@ Chris C
"Why did Microsoft have to make a way (turned on by default, no less) to automatically run a program upon insertion of a disc/device?"
They didn't "have to"; they chose to for reasons that seem pretty obvious: either MS wants to simplify Windows so any idiot can use it, or MS thinks the users ~are~ idiots.
Two expressions of this attitude or design goal, whichever it is, are (a) guessing what the user intended when he makes a mistake and (b) doing favors for the user he didn't ask for. The dividing line between these categories is not sharp.

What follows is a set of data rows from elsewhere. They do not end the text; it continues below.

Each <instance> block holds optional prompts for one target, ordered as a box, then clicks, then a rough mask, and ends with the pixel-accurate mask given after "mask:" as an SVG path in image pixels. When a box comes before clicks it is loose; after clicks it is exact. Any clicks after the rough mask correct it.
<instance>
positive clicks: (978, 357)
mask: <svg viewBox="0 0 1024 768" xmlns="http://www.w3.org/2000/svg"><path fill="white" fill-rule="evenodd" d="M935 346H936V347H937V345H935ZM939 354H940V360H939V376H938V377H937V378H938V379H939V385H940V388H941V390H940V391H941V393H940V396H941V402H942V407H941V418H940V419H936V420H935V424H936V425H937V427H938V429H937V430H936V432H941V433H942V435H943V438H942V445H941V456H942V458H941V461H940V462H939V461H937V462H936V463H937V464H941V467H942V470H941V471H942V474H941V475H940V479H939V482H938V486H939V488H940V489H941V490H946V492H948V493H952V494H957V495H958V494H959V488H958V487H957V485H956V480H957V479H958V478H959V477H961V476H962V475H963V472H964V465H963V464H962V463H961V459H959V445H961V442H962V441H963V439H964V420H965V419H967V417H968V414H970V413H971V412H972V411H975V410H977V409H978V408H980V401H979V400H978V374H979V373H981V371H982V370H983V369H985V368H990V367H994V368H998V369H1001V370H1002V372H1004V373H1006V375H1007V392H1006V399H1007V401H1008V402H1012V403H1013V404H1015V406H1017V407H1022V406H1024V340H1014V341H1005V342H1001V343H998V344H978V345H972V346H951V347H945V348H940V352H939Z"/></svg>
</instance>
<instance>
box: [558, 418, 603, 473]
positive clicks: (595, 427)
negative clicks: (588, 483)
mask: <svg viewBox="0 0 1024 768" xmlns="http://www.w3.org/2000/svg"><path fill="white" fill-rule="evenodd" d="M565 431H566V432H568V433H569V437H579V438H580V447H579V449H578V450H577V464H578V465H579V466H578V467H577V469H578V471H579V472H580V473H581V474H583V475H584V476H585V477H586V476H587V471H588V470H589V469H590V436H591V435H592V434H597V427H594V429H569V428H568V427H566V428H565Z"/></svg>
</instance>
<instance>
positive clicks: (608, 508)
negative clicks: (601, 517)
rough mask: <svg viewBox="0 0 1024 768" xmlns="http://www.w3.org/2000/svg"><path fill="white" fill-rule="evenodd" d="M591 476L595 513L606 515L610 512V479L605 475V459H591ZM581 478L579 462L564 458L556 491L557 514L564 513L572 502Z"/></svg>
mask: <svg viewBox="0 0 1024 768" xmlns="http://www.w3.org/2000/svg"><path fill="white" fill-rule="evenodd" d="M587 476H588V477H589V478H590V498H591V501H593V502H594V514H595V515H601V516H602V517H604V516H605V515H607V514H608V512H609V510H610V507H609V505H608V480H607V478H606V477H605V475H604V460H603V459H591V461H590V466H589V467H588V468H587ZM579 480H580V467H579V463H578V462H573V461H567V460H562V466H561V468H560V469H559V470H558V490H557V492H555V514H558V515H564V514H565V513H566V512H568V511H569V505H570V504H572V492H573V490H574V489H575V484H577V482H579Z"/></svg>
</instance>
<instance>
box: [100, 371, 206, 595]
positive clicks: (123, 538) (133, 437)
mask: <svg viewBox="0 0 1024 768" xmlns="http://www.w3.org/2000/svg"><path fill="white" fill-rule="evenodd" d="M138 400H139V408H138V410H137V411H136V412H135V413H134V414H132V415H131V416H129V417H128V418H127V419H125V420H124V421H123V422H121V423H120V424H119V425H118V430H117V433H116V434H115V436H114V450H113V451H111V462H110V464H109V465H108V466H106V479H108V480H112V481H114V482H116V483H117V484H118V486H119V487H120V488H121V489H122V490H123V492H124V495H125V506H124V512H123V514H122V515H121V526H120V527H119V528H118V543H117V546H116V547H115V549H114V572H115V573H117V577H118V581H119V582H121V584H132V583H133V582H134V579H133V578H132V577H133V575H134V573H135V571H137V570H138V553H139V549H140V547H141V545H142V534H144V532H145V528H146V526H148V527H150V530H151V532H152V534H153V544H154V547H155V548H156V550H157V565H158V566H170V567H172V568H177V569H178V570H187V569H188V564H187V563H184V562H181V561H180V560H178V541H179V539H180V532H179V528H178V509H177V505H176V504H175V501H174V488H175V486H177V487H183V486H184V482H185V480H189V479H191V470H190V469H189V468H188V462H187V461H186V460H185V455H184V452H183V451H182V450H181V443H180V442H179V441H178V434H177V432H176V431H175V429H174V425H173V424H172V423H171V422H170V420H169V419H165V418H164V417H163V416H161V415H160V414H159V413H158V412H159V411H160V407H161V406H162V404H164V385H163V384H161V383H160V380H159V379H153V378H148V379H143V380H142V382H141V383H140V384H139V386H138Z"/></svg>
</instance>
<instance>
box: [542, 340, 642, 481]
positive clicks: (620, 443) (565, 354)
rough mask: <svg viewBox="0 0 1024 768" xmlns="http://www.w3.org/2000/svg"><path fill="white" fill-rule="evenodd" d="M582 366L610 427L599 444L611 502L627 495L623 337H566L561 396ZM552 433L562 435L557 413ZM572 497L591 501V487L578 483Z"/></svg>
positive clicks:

[An alternative analysis points at MS's arrogance,their patronizing attitude toward customers, and their "wasn't invented here" attitude toward lessons other people learned the hard way. Maybe it all amounts to the same thing.]
The minute you start trying to guess what the user intended, you are guaranteed to make mistakes. And those unasked-for favors will turn out to be mistakes of their own some of the time. Artificial intelligence is not yet a sufficiently advanced field to make either approach practicable.
Chris C again: " Any idiot can tell you that automatically running unknown (and hence untrusted) code upon insertion of a disc/device is a stupid idea and is bound to cause problems."
You're right, and this just demonstrates how flawed MS's p.o.v. is.
I conjecture that it's impossible to implement an idiot-proof system on a general purpose, programmable platform, but I'm not enough of a logician to be able to prove this.
A corollary to all this palaver of mine is that Windows, being designed for in-home use by idiots, is de facto not appropriate for serious applications.
PH as an example of "idiot" -- only seemingly, of course. That girl is smarter than she's given credit for.